Я чувствовал один только страх – страх потерять ее, ту, которую я фанатически любил, – и этот страх был так ужасен, так чудовищен, что я вдруг разрыдался, как дитя.
* * *
Весь день она оставалась, запершись, в своей комнате, и прислуживала ей негритянка.
Когда засверкала в голубом эфире вечерняя звезда, я видел, как она прошла через сад, и, осторожно следуя за ней издали, видел, что она вошла в храм Венеры.
Я прокрался за ней и заглянул в дверную щель.
Она стояла перед величавым образом богини, сложив руки, как для молитвы, и священный свет звезды любви лил на нее свои голубые лучи.
* * *
Ночью, когда я валялся на своем ложе, меня охватил такой страх, что я могу потерять ее, отчаяние овладело мной с такой силой, что сделало меня отважным героем. Я зажег маленькую красную масляную лампочку, висевшую перед образом в коридоре, и вошел, затеняя свет рукой, в ее спальню.
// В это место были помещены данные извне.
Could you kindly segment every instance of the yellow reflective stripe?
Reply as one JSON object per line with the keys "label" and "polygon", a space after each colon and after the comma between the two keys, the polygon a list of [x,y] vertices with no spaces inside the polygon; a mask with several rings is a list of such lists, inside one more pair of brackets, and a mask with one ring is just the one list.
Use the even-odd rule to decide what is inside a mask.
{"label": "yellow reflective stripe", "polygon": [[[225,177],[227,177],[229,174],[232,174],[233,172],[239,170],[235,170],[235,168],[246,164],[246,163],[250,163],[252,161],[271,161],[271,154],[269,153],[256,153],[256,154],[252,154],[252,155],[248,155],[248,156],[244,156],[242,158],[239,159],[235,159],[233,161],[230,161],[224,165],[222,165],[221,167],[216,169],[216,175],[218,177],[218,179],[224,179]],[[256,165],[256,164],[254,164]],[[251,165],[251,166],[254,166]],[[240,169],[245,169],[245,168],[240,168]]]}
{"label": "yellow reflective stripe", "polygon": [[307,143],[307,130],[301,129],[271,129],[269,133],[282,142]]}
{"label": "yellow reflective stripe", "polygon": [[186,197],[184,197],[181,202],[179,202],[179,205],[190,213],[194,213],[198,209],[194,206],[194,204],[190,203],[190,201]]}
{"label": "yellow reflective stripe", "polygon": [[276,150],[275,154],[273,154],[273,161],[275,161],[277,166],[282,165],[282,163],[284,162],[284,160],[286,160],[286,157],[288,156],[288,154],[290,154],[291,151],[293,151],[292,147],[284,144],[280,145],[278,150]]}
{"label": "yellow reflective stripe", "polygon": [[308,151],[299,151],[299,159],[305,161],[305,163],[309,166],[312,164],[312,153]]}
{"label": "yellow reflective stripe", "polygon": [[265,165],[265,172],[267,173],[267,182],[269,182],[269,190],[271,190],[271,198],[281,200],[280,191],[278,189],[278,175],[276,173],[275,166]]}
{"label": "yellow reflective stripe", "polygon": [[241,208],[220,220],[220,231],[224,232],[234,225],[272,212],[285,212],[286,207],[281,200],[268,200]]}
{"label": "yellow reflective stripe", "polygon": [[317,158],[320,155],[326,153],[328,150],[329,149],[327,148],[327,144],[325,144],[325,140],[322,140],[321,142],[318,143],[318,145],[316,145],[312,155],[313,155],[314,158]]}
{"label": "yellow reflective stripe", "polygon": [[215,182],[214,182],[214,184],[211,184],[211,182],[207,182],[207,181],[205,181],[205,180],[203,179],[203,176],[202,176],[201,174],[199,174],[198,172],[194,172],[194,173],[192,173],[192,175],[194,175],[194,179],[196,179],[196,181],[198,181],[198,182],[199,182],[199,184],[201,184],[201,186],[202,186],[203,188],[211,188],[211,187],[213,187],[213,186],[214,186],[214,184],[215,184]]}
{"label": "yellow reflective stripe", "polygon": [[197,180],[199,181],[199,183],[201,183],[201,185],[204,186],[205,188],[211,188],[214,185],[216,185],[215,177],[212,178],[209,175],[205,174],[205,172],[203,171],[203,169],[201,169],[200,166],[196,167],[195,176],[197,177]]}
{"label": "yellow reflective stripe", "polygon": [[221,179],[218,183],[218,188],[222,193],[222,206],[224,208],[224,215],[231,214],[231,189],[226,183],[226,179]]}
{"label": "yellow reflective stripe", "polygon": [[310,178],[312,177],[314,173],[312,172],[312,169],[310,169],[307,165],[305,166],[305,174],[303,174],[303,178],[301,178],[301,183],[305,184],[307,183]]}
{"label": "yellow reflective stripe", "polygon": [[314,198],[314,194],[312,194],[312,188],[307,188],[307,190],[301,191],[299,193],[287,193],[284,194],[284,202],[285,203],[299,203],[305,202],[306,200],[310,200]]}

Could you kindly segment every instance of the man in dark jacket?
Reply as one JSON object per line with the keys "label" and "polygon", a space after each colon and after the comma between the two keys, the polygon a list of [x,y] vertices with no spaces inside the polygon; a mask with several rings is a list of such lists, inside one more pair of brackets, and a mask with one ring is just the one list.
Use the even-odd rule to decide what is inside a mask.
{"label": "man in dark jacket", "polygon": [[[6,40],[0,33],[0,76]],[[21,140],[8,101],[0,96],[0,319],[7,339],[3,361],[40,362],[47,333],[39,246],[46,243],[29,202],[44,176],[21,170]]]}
Львица, выбившаяся из сил, затравленная, загнанная насмерть, уснула в своих подушках. Она лежала на спине, сжав кулаки, и тяжело дышала. Казалось, ее тревожили сны. Медленно отнял я руку, которой заслонял свет, и осветил ее дивное лицо ярким красным светом.
Но она не проснулась.
Осторожно поставил я лампу на пол, опустился на колени перед кроватью Ванды и положил голову на ее мягкую, пылавшую руку.
Она слегка пошевельнулась, но не проснулась и теперь.
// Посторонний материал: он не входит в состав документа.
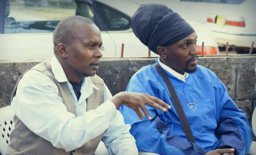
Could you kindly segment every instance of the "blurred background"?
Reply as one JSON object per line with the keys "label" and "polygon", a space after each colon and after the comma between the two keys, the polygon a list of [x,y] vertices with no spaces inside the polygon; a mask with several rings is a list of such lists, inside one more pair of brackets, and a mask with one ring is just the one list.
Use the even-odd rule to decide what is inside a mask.
{"label": "blurred background", "polygon": [[91,19],[100,28],[103,58],[157,56],[130,25],[138,7],[152,3],[166,5],[194,28],[198,54],[203,44],[204,55],[225,55],[227,42],[229,55],[248,54],[256,41],[254,0],[2,0],[0,60],[50,58],[53,31],[74,15]]}

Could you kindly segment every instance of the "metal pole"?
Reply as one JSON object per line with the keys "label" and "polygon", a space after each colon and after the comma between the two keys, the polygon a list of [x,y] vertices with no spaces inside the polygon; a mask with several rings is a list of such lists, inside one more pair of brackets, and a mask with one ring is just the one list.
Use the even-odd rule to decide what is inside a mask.
{"label": "metal pole", "polygon": [[125,46],[125,44],[122,44],[122,48],[121,49],[121,58],[124,56],[124,46]]}
{"label": "metal pole", "polygon": [[202,43],[202,53],[201,55],[203,55],[203,46],[204,45],[204,42]]}
{"label": "metal pole", "polygon": [[228,55],[228,42],[227,42],[226,44],[226,55]]}

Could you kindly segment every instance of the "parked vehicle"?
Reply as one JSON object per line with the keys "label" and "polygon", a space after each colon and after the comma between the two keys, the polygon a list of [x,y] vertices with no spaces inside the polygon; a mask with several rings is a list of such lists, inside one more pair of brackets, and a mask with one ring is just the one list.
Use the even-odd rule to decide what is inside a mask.
{"label": "parked vehicle", "polygon": [[[6,4],[0,1],[0,6],[6,6],[5,15],[0,13],[0,19],[4,19],[4,21],[0,19],[0,60],[50,58],[53,55],[53,31],[61,20],[73,15],[90,18],[100,28],[103,58],[120,57],[122,44],[124,44],[124,57],[148,56],[147,48],[135,37],[130,27],[131,18],[141,4],[136,1],[73,0],[69,7],[30,6],[23,0],[9,1],[9,3]],[[218,54],[212,31],[198,22],[188,22],[198,36],[198,54],[202,42],[204,54]],[[157,56],[153,52],[151,55]]]}
{"label": "parked vehicle", "polygon": [[186,18],[207,23],[219,46],[228,42],[237,53],[248,53],[256,44],[256,1],[181,0],[180,6]]}

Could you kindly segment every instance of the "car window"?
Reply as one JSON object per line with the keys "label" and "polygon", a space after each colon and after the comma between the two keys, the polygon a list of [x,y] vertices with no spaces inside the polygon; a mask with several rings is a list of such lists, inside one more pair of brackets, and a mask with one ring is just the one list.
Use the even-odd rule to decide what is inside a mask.
{"label": "car window", "polygon": [[240,3],[244,2],[244,1],[245,0],[181,0],[181,1],[185,2],[206,2],[233,4],[240,4]]}
{"label": "car window", "polygon": [[109,6],[94,1],[107,30],[122,30],[130,28],[131,18]]}
{"label": "car window", "polygon": [[91,19],[101,30],[91,5],[74,0],[8,1],[4,33],[53,32],[64,18],[79,15]]}

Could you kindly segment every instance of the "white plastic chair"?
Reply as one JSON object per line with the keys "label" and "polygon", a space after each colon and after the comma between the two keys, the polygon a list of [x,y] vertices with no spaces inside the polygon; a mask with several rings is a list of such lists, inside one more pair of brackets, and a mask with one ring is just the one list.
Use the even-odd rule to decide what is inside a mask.
{"label": "white plastic chair", "polygon": [[10,133],[14,127],[14,112],[11,106],[0,108],[0,152],[6,154],[10,142]]}
{"label": "white plastic chair", "polygon": [[[256,68],[255,68],[256,69]],[[254,108],[253,113],[253,117],[252,117],[252,128],[253,132],[255,136],[256,136],[256,108]],[[256,155],[256,142],[253,141],[250,144],[250,148],[249,149],[248,154],[252,155]]]}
Сколько времени я пролежал так среди ночи, окаменев от страшных мучений, – не знаю.
Наконец меня охватила сильная дрожь – явились благодетельные слезы. Я плакал, и слезы текли по ее руке. Она вздрогнула несколько раз – наконец проснулась, провела рукой по глазам и посмотрела на меня.
– Северин! – воскликнула она скорее с испугом, чем с гневом.
Я не в силах был откликнуться.
– Северин! – тихо позвала она снова. – Что с тобой? Ты болен?
В ее голосе звучало столько участия, столько доброты, столько ласки, что меня схватило за сердце, словно раскаленными щипцами, и я громко зарыдал.
– Северин, – проговорила она снова, – бедный мой, бедный мой друг! – Она ласково провела рукой по моим кудрям. – Мне жаль, страшно жаль тебя, но я ничем не могу помочь тебе… при всем горячем желании я не могу придумать лекарства для тебя!..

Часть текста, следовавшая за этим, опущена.